How sleep is regulated: why and how we go to sleep and wake up

Why are we awake during the day and sleep at night? Why do you feel more tired as the day progresses? There are two major process involved in regulating the sleep-wake system.

Circadian Rhythm (Biological Clock)

The circadian rhythm uses environmental signals to create a corresponding internal daily rhythm. Circadian process (including sleep, feeding, temperature, and activity patterns) are primarily controlled in the brain by the suprachiasmatic nucleus, a small region within the hypothalamus (Sleep Disorders and Sleep Deprivation: An Unmet Public Health Problem., 2006). The main environmental driver of the circadian rhythm is the change in light, since this generally reflects the time of day. Light enters the eye and reaches the retina, which then transmits the light signal to suprachiasmatic nucleus (SCN). The SCN then coordinates the daily cycles of sleep, feeding, activity, and corticosteroid hormone secretion. Exposure to light in the mornings cues the suprachiasmatic nucleus to send signals to increase the body’s temperature and inhibit melatonin- processes that help you wake up. When it gets dark, the suprachiasmatic nucleus decreases core body temperature and instructs the pineal gland to secrete melatonin, a hormone which helps further regulate the circadian rhythm. Lightness and darkness are so important to the circadian rhythm that being exposed to even a small amount of light during the night can suppress melatonin secretion and increase body temperature.
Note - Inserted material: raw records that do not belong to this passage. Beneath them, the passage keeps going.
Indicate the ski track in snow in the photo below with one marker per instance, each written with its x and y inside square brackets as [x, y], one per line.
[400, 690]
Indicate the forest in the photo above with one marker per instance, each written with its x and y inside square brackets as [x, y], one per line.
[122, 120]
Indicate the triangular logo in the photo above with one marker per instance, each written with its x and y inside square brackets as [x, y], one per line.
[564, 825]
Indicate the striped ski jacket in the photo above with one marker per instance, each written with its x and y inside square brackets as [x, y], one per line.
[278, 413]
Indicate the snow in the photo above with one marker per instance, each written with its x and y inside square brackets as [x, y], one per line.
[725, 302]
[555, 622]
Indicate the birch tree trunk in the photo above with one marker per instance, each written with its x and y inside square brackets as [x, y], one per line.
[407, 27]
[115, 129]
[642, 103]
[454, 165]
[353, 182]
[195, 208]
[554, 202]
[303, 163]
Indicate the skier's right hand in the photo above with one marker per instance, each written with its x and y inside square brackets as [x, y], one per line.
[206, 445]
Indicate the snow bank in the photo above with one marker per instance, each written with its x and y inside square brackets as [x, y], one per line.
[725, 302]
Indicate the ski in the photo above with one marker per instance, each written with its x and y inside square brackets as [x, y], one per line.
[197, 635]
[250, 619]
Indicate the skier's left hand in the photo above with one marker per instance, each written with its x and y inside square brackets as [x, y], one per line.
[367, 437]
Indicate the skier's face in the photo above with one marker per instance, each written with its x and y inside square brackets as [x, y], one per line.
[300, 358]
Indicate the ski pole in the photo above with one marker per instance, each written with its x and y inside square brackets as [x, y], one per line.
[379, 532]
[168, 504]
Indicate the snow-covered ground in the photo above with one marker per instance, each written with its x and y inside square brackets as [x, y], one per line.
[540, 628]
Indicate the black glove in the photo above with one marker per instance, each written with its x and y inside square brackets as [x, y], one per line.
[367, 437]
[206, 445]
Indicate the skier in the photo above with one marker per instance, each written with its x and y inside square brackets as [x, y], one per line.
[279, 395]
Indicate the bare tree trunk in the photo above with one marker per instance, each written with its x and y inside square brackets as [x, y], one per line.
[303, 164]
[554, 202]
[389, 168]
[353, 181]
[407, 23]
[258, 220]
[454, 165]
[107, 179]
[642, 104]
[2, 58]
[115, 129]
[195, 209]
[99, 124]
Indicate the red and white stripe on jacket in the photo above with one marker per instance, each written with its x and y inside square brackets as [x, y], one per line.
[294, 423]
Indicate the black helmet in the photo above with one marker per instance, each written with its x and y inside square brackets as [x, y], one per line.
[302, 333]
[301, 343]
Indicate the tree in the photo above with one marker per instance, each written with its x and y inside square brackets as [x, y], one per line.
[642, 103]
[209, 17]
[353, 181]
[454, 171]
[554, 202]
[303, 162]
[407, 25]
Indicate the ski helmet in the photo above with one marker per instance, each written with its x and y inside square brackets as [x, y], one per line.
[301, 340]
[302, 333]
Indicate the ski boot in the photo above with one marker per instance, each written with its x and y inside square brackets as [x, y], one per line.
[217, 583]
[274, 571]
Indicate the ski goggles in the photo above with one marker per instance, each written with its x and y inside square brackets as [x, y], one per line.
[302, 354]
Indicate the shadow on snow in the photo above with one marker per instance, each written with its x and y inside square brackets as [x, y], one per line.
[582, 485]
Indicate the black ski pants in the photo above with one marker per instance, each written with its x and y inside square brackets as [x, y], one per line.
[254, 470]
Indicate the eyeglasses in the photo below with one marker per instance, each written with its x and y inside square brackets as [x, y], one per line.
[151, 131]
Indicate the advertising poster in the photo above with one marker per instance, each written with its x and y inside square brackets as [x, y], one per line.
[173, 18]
Artificial lighting and electronic devices are new advances in our evolutionary history and our bodies have not yet been able to adapt. Light is composed of many different wavelengths, which are each associated with a particular color. Blue light (which is found in high concentrations in our electronics) adversely affects production of the sleep producing hormone melatonin more than any other wavelength.  By keeping indoor lighting dim at night, wearing blue light blocking glasses at night, using an app like f.lux on computers and tablets, and avoiding looking at electronic screens 2 hours before bedtime, you can combat the adverse effects of blue light at night.

Sleep Homeostasis

Another important biological component of sleep is homeostasis. Homeostasis is generally defined as a collection of processes for an organism to maintain a stable internal environment. When optimal conditions are changed, homeostatic regulatory mechanisms kick in to maintain a balanced equilibrium. Sleeping is a compensatory response to the preceding waking episode. The longer you have been awake, the stronger the drive to fall asleep (Vyazovskiy et al., 2017). Once you fall asleep, the pressure to sleep begins to dissipate until eventually you are likely to wake up. During a waking episode, glycogen (one of the body’s energy sources) is depleted and adenosine (a sleep-regulating neuromodulator) is accumulated in the forebrain, which inhibits the reticular activating system (the part of the brain that keeps you awake). By inhibiting the reticular activating system, the build up of adenosine makes you feel more sleepy (Schwartz and Roth, 2008). In general, the pressure is specific to non-REM sleep (otherwise known as “deep” sleep). After an adequate night containing non-REM sleep, adenosine is removed and you will awaken feeling ready to begin the new day.